Une fois de plus en mouvement, mon voisin d’une quarantaine d’années tente de s’endormir, sans grand succès. Habitant Compiègne, elle m’explique qu’elle est une habituée de Paris – Bruxelles : « D’habitude, je prends le TGV mais via Lille. C’est beaucoup moins cher ». Et le bus ? Soupir de l’intéressé : « Franchement, je l’évite. C’est très long et fatiguant. Mais chacun fait de son mieux en fonction de son portefeuille. » Elle m’explique qu’elle a payé son billet 19 euros. « J’espère que les prix n’augmenteront pas trop ! » »
Une sensation étrange
Petit à petit, tout le Nord de la France et ses paysages défilent : les champs cèdent la place aux zones commerciales, et les gares désaffectées aux lacs. Au loin, j’aperçois la cathédrale Saint-Quentin : le train y fera un arrêt par jour à partir du mois d’avril. Dans les huit voitures, une foule colorée de tous âges passe le temps. Je compte beaucoup de familles, et… près de quatre personnes occupées à tricoter – je ne savais pas que cette pratique était redevenue à la mode.
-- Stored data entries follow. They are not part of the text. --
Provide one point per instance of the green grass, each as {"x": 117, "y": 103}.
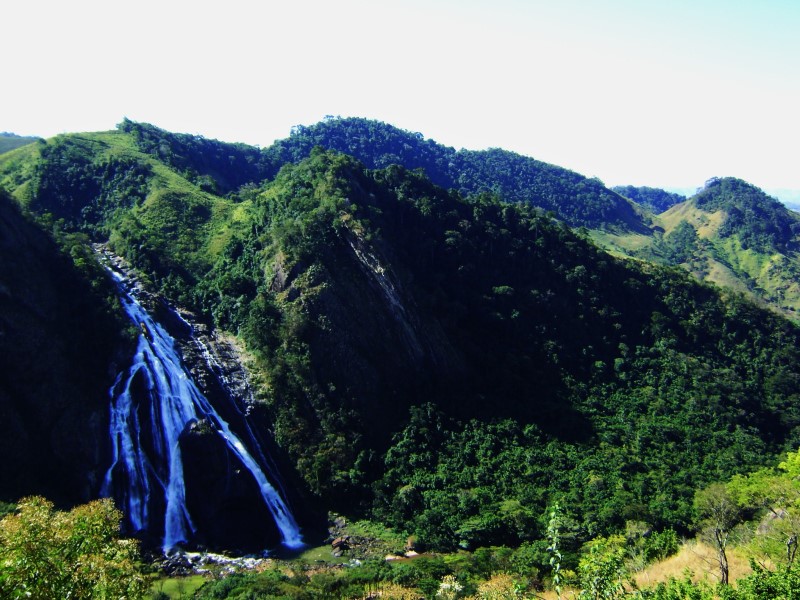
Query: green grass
{"x": 176, "y": 587}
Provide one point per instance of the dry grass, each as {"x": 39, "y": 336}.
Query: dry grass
{"x": 694, "y": 557}
{"x": 699, "y": 559}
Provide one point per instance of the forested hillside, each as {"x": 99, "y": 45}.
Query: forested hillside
{"x": 9, "y": 141}
{"x": 731, "y": 234}
{"x": 448, "y": 364}
{"x": 572, "y": 197}
{"x": 655, "y": 199}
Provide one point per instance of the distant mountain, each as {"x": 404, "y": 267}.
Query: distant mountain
{"x": 577, "y": 200}
{"x": 733, "y": 234}
{"x": 449, "y": 363}
{"x": 656, "y": 199}
{"x": 10, "y": 141}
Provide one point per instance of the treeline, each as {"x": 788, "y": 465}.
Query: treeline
{"x": 452, "y": 364}
{"x": 656, "y": 199}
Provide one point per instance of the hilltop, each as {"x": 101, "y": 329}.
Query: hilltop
{"x": 448, "y": 362}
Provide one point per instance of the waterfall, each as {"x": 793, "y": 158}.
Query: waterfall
{"x": 147, "y": 467}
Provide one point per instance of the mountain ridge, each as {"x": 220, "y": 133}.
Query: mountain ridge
{"x": 435, "y": 359}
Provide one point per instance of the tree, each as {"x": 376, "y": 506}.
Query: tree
{"x": 717, "y": 514}
{"x": 46, "y": 553}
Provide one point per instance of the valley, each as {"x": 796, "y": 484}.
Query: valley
{"x": 477, "y": 355}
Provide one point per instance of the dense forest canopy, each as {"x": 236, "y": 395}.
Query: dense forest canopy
{"x": 436, "y": 348}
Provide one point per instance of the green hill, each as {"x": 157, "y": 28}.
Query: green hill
{"x": 573, "y": 198}
{"x": 732, "y": 234}
{"x": 447, "y": 363}
{"x": 10, "y": 141}
{"x": 655, "y": 199}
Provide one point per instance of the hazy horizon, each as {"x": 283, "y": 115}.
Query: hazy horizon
{"x": 632, "y": 93}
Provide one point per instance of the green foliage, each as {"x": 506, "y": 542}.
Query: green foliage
{"x": 574, "y": 198}
{"x": 10, "y": 141}
{"x": 86, "y": 188}
{"x": 213, "y": 166}
{"x": 77, "y": 554}
{"x": 656, "y": 199}
{"x": 782, "y": 583}
{"x": 446, "y": 362}
{"x": 760, "y": 222}
{"x": 602, "y": 571}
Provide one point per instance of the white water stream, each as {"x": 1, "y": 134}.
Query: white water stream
{"x": 174, "y": 402}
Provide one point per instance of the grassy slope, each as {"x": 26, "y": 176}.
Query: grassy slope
{"x": 10, "y": 142}
{"x": 771, "y": 279}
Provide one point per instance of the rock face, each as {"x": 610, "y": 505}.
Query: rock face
{"x": 57, "y": 346}
{"x": 227, "y": 476}
{"x": 222, "y": 496}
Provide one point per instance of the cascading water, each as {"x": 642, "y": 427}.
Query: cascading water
{"x": 147, "y": 468}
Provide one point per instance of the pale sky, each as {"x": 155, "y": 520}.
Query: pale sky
{"x": 662, "y": 93}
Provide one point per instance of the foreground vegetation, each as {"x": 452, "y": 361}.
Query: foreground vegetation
{"x": 447, "y": 363}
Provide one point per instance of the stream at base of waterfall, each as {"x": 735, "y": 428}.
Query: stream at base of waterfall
{"x": 155, "y": 403}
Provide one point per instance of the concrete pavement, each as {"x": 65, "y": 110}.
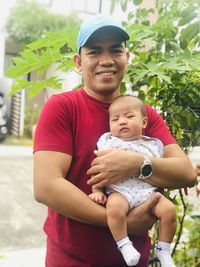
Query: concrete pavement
{"x": 22, "y": 241}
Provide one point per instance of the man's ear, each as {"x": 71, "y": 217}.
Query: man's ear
{"x": 77, "y": 62}
{"x": 144, "y": 122}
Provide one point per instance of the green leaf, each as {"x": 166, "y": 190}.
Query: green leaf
{"x": 190, "y": 32}
{"x": 137, "y": 2}
{"x": 187, "y": 15}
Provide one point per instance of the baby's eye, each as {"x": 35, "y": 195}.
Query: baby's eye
{"x": 114, "y": 119}
{"x": 117, "y": 51}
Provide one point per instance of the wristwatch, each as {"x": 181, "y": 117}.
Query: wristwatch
{"x": 146, "y": 169}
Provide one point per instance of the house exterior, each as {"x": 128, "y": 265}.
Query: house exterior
{"x": 16, "y": 104}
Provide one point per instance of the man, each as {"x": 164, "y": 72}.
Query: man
{"x": 65, "y": 166}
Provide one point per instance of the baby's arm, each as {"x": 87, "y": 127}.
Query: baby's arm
{"x": 98, "y": 196}
{"x": 165, "y": 211}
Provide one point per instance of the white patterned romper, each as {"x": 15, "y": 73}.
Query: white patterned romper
{"x": 135, "y": 190}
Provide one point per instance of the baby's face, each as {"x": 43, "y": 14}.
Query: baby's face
{"x": 126, "y": 119}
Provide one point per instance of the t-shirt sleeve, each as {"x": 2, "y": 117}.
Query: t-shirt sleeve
{"x": 54, "y": 127}
{"x": 157, "y": 128}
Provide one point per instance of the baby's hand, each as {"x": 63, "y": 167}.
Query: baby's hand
{"x": 98, "y": 197}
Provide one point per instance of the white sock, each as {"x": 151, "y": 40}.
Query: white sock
{"x": 130, "y": 254}
{"x": 163, "y": 252}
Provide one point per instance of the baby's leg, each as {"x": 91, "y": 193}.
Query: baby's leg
{"x": 117, "y": 209}
{"x": 166, "y": 213}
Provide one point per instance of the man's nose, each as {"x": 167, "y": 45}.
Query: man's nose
{"x": 106, "y": 60}
{"x": 122, "y": 121}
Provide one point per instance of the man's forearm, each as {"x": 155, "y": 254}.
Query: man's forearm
{"x": 174, "y": 170}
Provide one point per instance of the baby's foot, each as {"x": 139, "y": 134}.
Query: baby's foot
{"x": 130, "y": 254}
{"x": 165, "y": 259}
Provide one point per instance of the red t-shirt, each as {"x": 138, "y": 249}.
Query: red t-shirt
{"x": 72, "y": 122}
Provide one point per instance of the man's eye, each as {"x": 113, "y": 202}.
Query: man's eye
{"x": 117, "y": 51}
{"x": 93, "y": 52}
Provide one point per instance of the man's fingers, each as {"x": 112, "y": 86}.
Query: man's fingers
{"x": 153, "y": 200}
{"x": 102, "y": 152}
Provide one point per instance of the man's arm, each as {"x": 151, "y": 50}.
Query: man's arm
{"x": 174, "y": 170}
{"x": 52, "y": 190}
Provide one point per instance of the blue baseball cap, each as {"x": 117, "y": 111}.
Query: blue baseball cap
{"x": 89, "y": 27}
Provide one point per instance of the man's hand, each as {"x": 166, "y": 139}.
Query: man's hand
{"x": 113, "y": 166}
{"x": 140, "y": 219}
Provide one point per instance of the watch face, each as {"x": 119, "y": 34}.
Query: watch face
{"x": 147, "y": 170}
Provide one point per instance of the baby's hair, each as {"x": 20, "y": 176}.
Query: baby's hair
{"x": 143, "y": 109}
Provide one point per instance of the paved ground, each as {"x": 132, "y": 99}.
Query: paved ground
{"x": 21, "y": 217}
{"x": 22, "y": 241}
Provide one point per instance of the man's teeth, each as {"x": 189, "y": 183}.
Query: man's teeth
{"x": 106, "y": 73}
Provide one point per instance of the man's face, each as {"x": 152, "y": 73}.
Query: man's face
{"x": 103, "y": 63}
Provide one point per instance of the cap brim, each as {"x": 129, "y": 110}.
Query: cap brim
{"x": 123, "y": 35}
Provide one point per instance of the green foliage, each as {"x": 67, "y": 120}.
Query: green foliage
{"x": 166, "y": 58}
{"x": 38, "y": 56}
{"x": 190, "y": 256}
{"x": 29, "y": 21}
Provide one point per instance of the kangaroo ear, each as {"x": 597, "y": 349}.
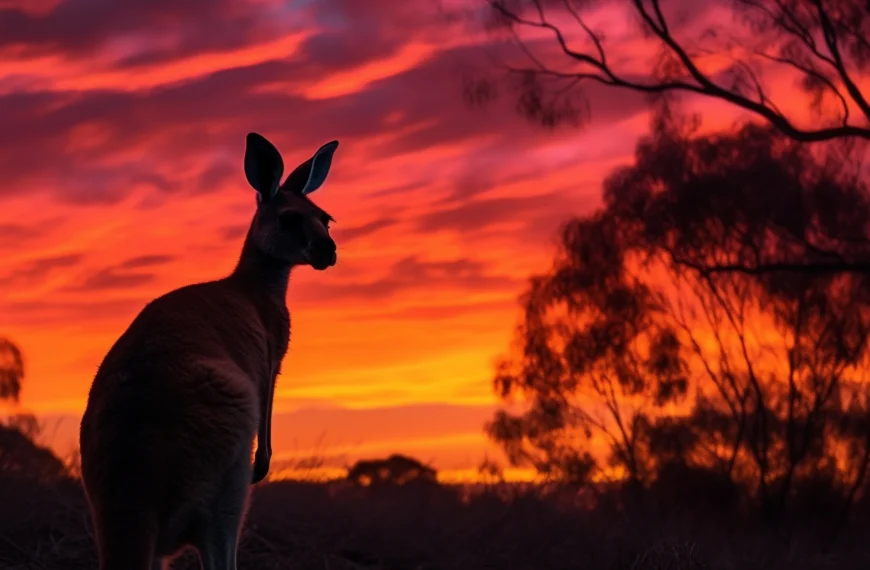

A Aulnoye-Aymeries, les montées et descentes sont déjà plus importantes. Sur la plateforme, les journalistes interrogent les voyageurs, visiblement ravis par le service, et surtout… par son prix. Le prix d’un billet simple est annoncé entre 10 et 59 euros. Une offre plutôt attractive : depuis la fin de l’offre Izy Thalys, en 2022, il n’existe en effet plus d’offre à bas prix entre les deux capitales. Cette nouvelle ligne pourrait donc répondre à un réel besoin, même si seulement trois rotations par jour sont prévues pour l’instant dans les deux sens, entre Paris Gare du Nord et Bruxelles Midi.
Je décide de pousser jusqu’au dernier wagon : derrière la vitre, les rails défilent et se fondent les uns dans les autres dans un rythme hypnotique. Soudain, le train ralentit imperceptiblement : nous traversons la frontière. Seul le changement d’opérateur sur mon téléphone portable permet de constater le changement. Nous voici à la toute nouvelle gare de Mons, avec son impressionnante structure blanche. Sur le quai d’en face, un train tagué donne néanmoins à l’ensemble une impression étrange. De retour dans ma voiture, je constate que mon voisin a réussi à s’endormir.
15h21 : le palais de justice de Bruxelles avec sa coupole dorée est enfin en vue. Nous arrivons par le même pont que celui qu’emprunte habituellement l’Eurostar. Nous voilà reçus sur la piste 10, presque à l’heure, avec un rayon de soleil hivernal – qui a dit que la Belgique ne savait pas recevoir ? “C’était cool dans le train, on a pu jouer !” s’exclame un enfant enthousiaste en descendant avec ses parents. Dans la gare, des affiches publicitaires font la promotion de la toute nouvelle ligne : « Paris, pour le prix d’un sac de croissants. » En français et en flamand, bien sûr.